I now accept that I just watched the best game I will ever see. Matthew Cain pitched nine perfect innings AND tied Sandy Koufax’s record for the most strikeouts (14) in a perfect game. My favorite pitcher, for my favorite team, pitched the best game I have ever seen (Cain’s game comes in a three way tie for the second best game score—ever). After the shock of the moment wore off and I stopped uncontrollably sobbing, my “thinking” brain rebooted, and I thought about baseball, statistics and perfection.
Half the fun of baseball is watching the game; the other half comes from talking about the statistics behind the game. For, me the motto of baseball becomes a variation on Leahry’s “turn on, tune in, drop out”—watch it, record it, graph it out. Through numbers, we think about the game in new ways. We can celebrate the statistical impossibility of DiMaggio’s hitting streak, or poke fun at the exact terribleness of the Mendoza line. The language of baseball becomes numbers and the stories they tell.
And we celebrate excellence with numbers. A player who exceeds a numeric benchmark surpasses merely great and becomes exceptional. 714 homeruns defines Babe Ruth; Henderson has his impossible number of steals, Ripken showed up every day, and Pete Rose kept getting hits. When a player approaches 3,000 hits or 600 homeruns, fans watch every at-bat, inhaling the excitement surrounding the achievement. When the player crosses that line, he is something new. A 30 game gap can’t explain the great divide between a 300 wins and 270.

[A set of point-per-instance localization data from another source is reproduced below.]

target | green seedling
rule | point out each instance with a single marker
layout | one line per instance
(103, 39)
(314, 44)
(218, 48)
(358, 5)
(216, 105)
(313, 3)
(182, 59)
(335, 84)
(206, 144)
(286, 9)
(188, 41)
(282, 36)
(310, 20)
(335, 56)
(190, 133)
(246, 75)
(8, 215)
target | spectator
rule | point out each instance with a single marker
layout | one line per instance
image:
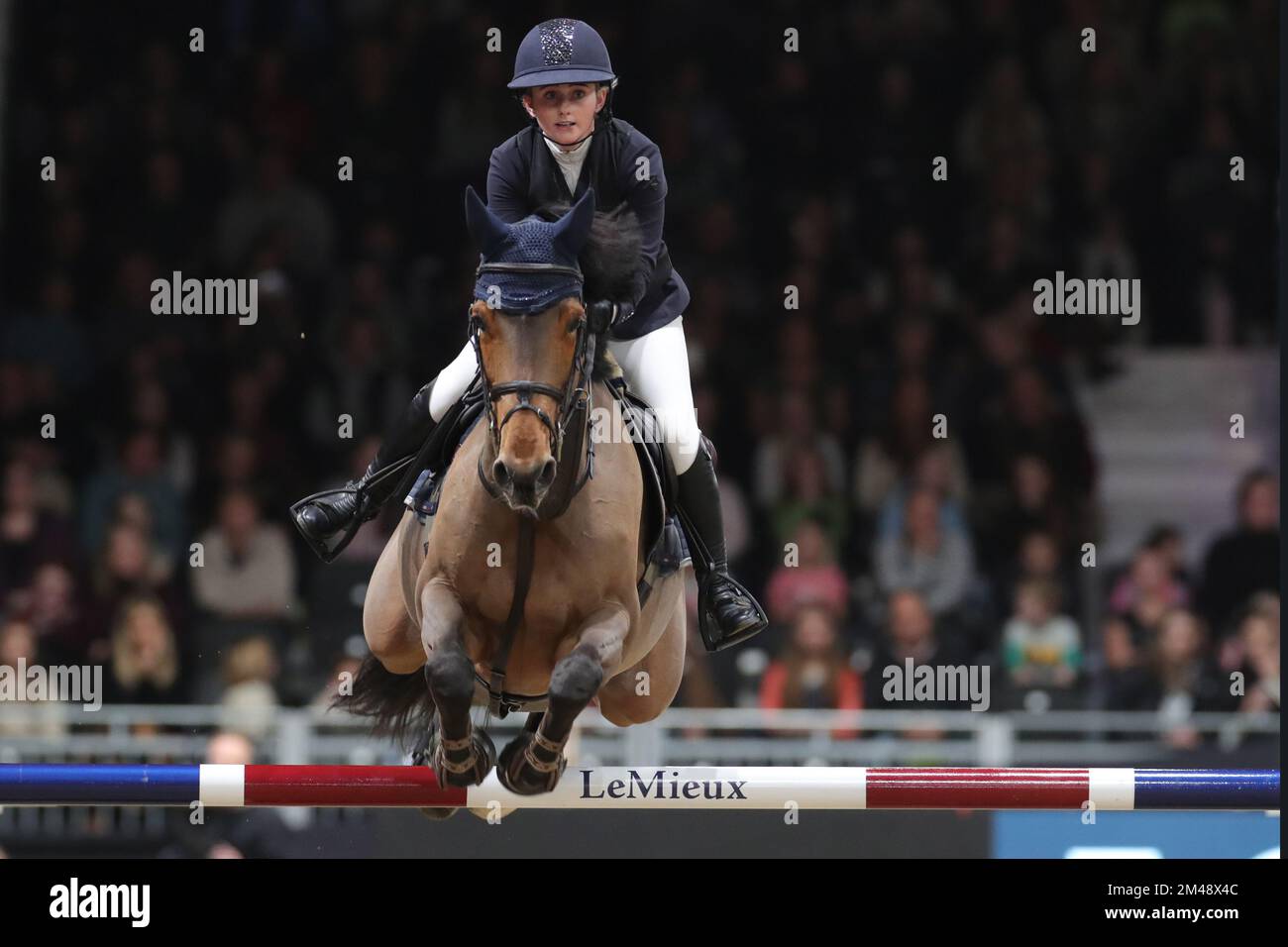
(230, 832)
(1258, 643)
(940, 470)
(1147, 590)
(138, 471)
(811, 673)
(797, 434)
(146, 667)
(925, 558)
(911, 635)
(249, 569)
(20, 651)
(59, 618)
(123, 571)
(1126, 684)
(1185, 678)
(30, 535)
(1245, 560)
(812, 579)
(1042, 647)
(249, 699)
(807, 496)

For me, the feeling of a perfect game fell into a different category. Cain’s game packed the energy and emotion of Barry’s homerun chase into a single night. But it was also different. Like the homerun chase, you knew it was coming; every at-bat built towards the end. Unlike the chase, which seemed inevitable, the perfect game built out by out, with the unnerving potential to come crashing down.

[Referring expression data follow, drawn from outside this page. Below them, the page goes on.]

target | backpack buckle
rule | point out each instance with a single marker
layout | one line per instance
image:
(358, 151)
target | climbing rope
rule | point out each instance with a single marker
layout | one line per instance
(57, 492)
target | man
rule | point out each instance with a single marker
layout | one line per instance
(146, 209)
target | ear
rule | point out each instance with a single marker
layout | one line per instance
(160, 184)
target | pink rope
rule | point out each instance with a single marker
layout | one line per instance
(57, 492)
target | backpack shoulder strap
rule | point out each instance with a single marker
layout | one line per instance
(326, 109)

The perfect game occurs in spite of baseball. Failure is accepted in baseball. “Even the best players fail more than half the time.” Ted Williams struck out. Tom Seaver surrendered homeruns. Like a lesson right out of my childhood— nobody is perfect.
But for one night, one beautiful night, Matt Cain pitched to 27 batters. Only 14* of those batters ran towards first base. After one historical catch, a handful of brilliants plays, and no bad pitches— Matt Cain was perfect.

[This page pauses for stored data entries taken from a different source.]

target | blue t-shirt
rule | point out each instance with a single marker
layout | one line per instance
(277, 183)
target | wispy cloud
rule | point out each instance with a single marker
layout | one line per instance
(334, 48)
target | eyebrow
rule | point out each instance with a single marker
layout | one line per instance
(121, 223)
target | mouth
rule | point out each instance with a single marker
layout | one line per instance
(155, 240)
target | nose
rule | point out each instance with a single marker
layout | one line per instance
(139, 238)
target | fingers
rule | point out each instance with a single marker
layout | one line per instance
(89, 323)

Maybe that’s why I don’t talk about something so fragile; baseball is not supposed to be perfect. Streaks end, records are broken, and the best teams lose to the worst teams. We expect imperfection and celebrate players who succeed despite our expectations. But for one night in baseball, everything can be perfect. And I will never see a better game.
*There was one strikeout on a ball in the dirt.